Deploying watsonx.ai capabilities

You can access watsonx.ai services on the IBM Fusion HCI System.

To leverage watsonx.ai on premises, purchase IBM Fusion HCI System and install watsonx.ai application as part of IBM Software Hub. You can also install watsonx.ai on IBM Fusion HCI System by using the IBM container registry through an operator.

For more information about watsonx.ai, see https://www.ibm.com/products/watsonx-ai.

The watsonx.ai is supported on a single IBM Fusion HCI System with:
  • Up to two G02 nodes: Each node can have up to 3 x Nvidia A100 80GB GPUs (6 total Nvidia A100 80GB GPUs per rack).
  • Up to two G03 nodes: Each node can have up to 8 x Nvidia L40S 48GB GPUs (16 total Nvidia L40S GPUs per rack).

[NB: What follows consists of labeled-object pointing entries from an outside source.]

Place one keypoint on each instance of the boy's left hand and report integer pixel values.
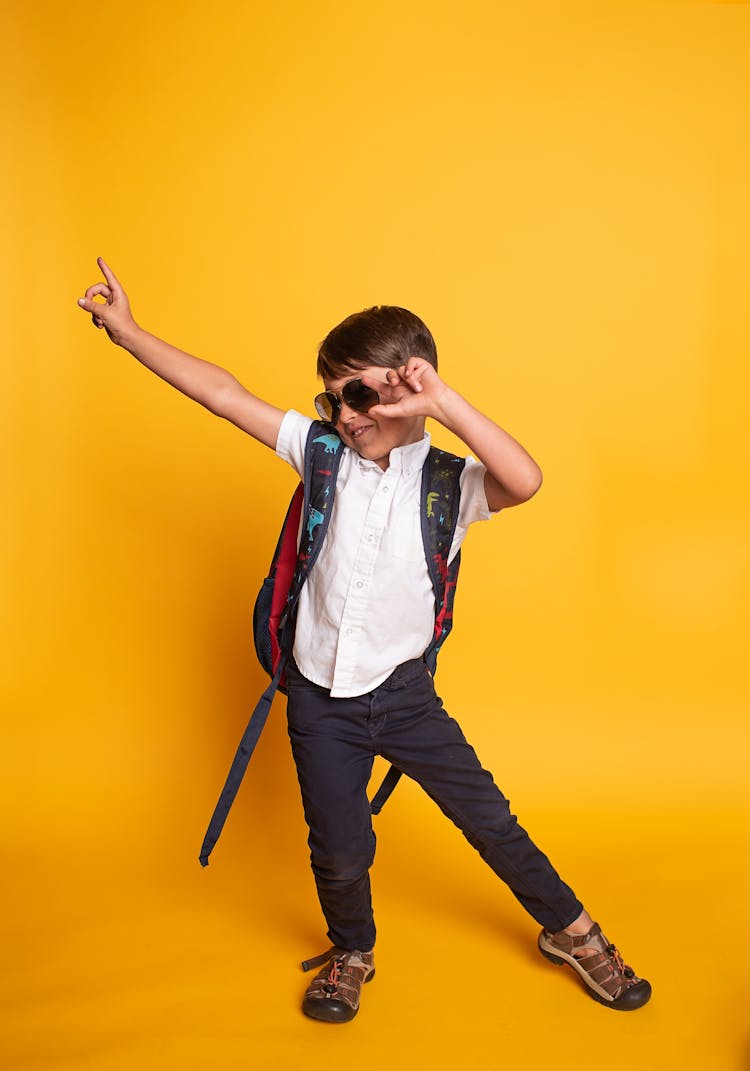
(413, 390)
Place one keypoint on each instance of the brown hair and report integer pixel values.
(384, 336)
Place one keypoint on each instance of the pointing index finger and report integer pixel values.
(108, 273)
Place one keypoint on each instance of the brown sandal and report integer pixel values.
(333, 994)
(598, 963)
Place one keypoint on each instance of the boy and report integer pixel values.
(357, 681)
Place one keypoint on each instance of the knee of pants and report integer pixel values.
(343, 866)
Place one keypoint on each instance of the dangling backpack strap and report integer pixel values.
(438, 514)
(278, 600)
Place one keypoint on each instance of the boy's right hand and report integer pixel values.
(114, 314)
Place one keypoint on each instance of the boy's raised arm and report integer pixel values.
(209, 385)
(512, 476)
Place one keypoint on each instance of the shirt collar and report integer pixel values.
(406, 459)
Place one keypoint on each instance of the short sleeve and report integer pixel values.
(293, 436)
(474, 502)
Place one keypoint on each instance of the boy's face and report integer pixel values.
(373, 437)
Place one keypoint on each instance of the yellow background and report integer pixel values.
(560, 191)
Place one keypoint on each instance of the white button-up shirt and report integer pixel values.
(368, 604)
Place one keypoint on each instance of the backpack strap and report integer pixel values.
(313, 506)
(438, 515)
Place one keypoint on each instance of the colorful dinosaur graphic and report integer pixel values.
(331, 442)
(314, 518)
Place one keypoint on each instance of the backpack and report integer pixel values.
(298, 547)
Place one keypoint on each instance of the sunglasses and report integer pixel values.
(355, 394)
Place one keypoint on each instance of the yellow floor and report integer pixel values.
(117, 960)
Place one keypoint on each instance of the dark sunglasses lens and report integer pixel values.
(360, 397)
(327, 407)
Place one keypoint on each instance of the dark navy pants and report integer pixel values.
(334, 741)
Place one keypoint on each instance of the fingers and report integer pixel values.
(109, 274)
(99, 288)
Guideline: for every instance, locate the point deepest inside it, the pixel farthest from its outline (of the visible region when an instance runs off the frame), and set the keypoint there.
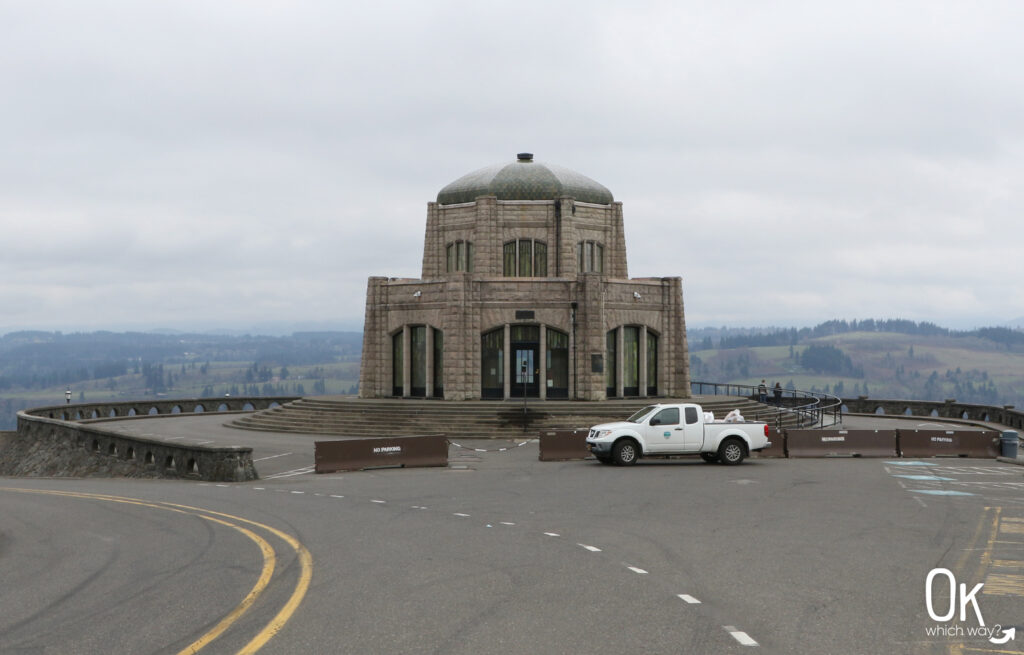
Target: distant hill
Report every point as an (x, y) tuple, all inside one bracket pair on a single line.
[(880, 358), (37, 367)]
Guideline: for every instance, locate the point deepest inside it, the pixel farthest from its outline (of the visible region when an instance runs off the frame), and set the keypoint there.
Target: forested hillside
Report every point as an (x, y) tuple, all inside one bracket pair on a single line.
[(879, 358), (37, 367)]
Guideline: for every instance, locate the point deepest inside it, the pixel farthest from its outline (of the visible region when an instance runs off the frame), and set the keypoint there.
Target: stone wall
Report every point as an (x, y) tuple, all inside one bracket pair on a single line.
[(68, 441), (949, 408)]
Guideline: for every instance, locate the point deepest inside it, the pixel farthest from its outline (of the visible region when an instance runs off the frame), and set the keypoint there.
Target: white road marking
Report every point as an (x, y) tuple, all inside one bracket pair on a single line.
[(283, 454), (292, 473), (739, 636)]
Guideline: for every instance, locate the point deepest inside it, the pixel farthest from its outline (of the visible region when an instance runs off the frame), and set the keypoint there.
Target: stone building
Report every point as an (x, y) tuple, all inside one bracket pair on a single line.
[(524, 292)]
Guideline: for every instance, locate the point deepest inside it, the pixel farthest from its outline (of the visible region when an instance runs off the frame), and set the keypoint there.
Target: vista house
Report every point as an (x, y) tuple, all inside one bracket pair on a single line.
[(524, 292)]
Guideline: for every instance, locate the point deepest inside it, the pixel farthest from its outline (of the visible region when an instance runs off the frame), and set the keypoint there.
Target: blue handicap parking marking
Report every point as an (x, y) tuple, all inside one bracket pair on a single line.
[(922, 477)]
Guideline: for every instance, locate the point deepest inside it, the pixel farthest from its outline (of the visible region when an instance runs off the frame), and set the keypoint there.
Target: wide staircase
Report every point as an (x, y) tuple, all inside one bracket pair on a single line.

Optionally, you can add tolerances for watsonx.ai workloads to run on the GPU nodes.

Important: Do not install KubeVirt HyperConverged Cluster Operator. It can cause problems when you install IBM Software Hub software.
IBM Fusion HCI System is a hosting platform for watsonx.ai and it provides the following capabilities:
  • Leverage the watsonx.ai user interface and REST API interfaces.
  • Schedule regular online backups of a watsonx.ai instance to recover to an earlier point in time in the event of data loss or corruption.
  • Monitor the model serving and tuning pipeline KPIs by using built in OpenShift® monitoring capabilities.
  • Leverage the watsonx.ai health and performance monitoring through the IBM Software Hub common services.
  • Extend the Backup & Restore service recipes of IBM Fusion HCI System for the watsonx.ai component as well.
Note:
  • In this release, watsonx.ai support is not available for high-availability IBM Fusion HCI System.
  • The Llama-2-70b-chat model is not supported with the current GPU nodes available with the IBM Fusion HCI System due to the size of the foundation model.